It’s 2022! New year, new start.
What planning have you done for that new start? How did you go about it? Studies show that nearly all New Year’s resolutions fail before the end of March because, as the daily routines of life take over, the resolutions are forgotten.
The same thing happens in business. Few companies take the time to escape for a quiet strategic planning session before year end. Those that do often fail to achieve the goals or implement the systems that were planned.
SMART goals are a well-established managerial tool originally created by Peter Drucker (I believe) to help teams meet their objectives. SMART goals are:
Specific: A goal must be clear and specific. For example, rather than a goal of, say, increasing margins, a SMART goal might be to decrease direct materials as a percentage of revenue by 5% by June 30.
Measurable: A goal must be measurable. If you aren’t measuring, you’re not managing.
Achievable: A goal must be realistic and attainable. We have all seen unachievable targets ignored by employees who see no reason to even try.
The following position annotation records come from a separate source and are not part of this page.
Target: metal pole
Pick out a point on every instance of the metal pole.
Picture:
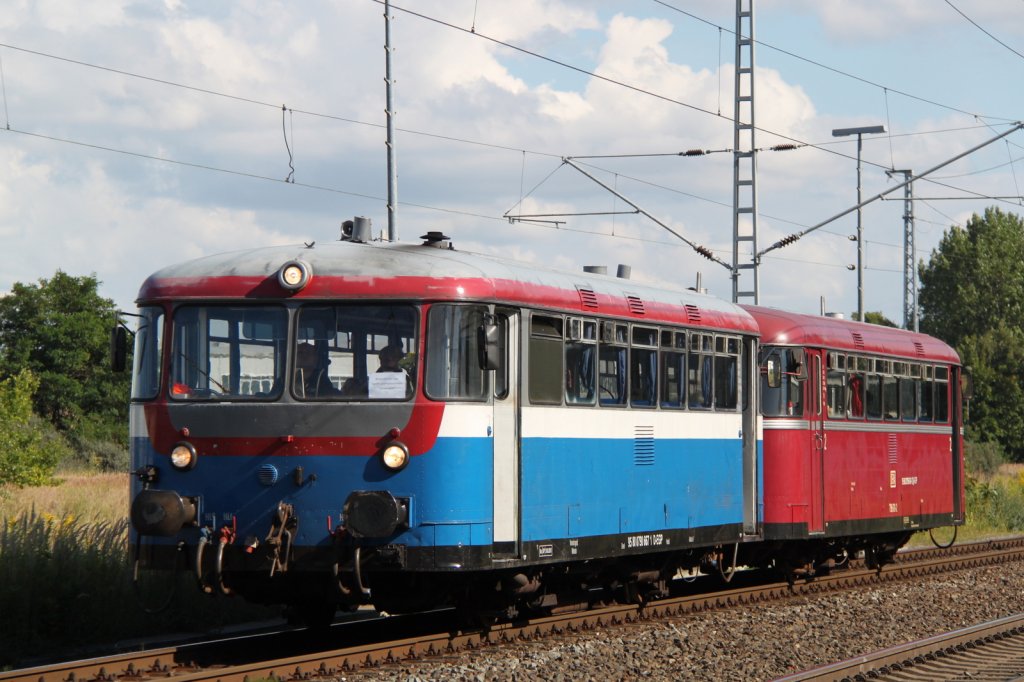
(860, 240)
(786, 241)
(392, 172)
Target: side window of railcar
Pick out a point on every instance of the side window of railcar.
(354, 352)
(700, 378)
(908, 380)
(858, 367)
(227, 352)
(673, 369)
(546, 359)
(147, 356)
(890, 393)
(581, 361)
(643, 367)
(942, 393)
(872, 390)
(611, 379)
(453, 370)
(836, 384)
(926, 391)
(782, 376)
(726, 370)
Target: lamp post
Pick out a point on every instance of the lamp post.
(859, 132)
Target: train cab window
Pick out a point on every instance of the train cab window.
(581, 361)
(147, 356)
(354, 352)
(453, 369)
(942, 393)
(782, 375)
(224, 352)
(611, 379)
(673, 369)
(545, 359)
(836, 384)
(643, 367)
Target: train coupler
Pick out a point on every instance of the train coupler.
(279, 539)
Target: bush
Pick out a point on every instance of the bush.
(29, 451)
(983, 458)
(996, 506)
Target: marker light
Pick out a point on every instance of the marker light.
(183, 457)
(395, 456)
(294, 274)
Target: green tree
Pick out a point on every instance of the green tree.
(29, 451)
(972, 296)
(974, 281)
(59, 330)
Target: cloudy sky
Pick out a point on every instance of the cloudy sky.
(138, 134)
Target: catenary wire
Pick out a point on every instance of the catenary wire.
(837, 71)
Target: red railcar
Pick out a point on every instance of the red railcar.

Relevant: A goal must be relevant to the business and to the individual(s) responsible for achieving the goal. The best way to do this is to align the goal with HR reviews and compensation systems.
Time-bound: A goal must have an achievable deadline.
For businesses seeking incremental improvement this fiscal year, such as a reasonable increase in revenue, SMART goals may be the best way to define and manage that improvement.
However, if your business is seeking or requires rapid change, such as in turnarounds and high growth situations, SMART goals may actually be counter-productive because they limit the creativity of management teams and fail to incorporate required strategic changes. Instead, of SMART, try my DARE approach to planning and effecting change.
The DARE approach is to:
Dream about what your business could look like in 3 to 5 years and make a list of the strategic changes required to get there.
Adjust current systems, habits and routines to work towards the strategic changes.
Reward employees for participating in the new systems; do not punish them for missing goals.
Evolve by monitoring and adjusting systems and rewards regularly to drive to the desired outcome.
Consider an example from a planning session I conducted last year with one of my businesses. For revenue, management presented to me a plan for 20% growth – an achievable SMART goal reliant on an increased marketing budget, targeting a handful of new customers that had already expressed some interest in our products and the general inertia of the business.
My problem was that this company was small and 20% growth, while achievable, was not a satisfactory target. I needed high growth and so I challenged the management team to imagine what the business would look like if revenue in, say, 3 years, was multiples of last year’s revenue – specifically, an outrageous 20x.
The answer, of course, was that the business would look very different. Specifics included: increased US distribution, a new product launch and on-shoring of certain manufacturing. So, we started planning to move the business in that direction. Not to achieve a specific goal of 20 x revenue, but rather to create managerial systems and rewards to enter new markets, create new products and rationalize supply chain.
It is too early to say if DARE worked for this particular business. I can confirm however that I have used this approach in many, many turnarounds and high growth situations and have yet to be disappointed. If you are looking for big change, give it a try.
We wish you a happy, healthy and successful 2022.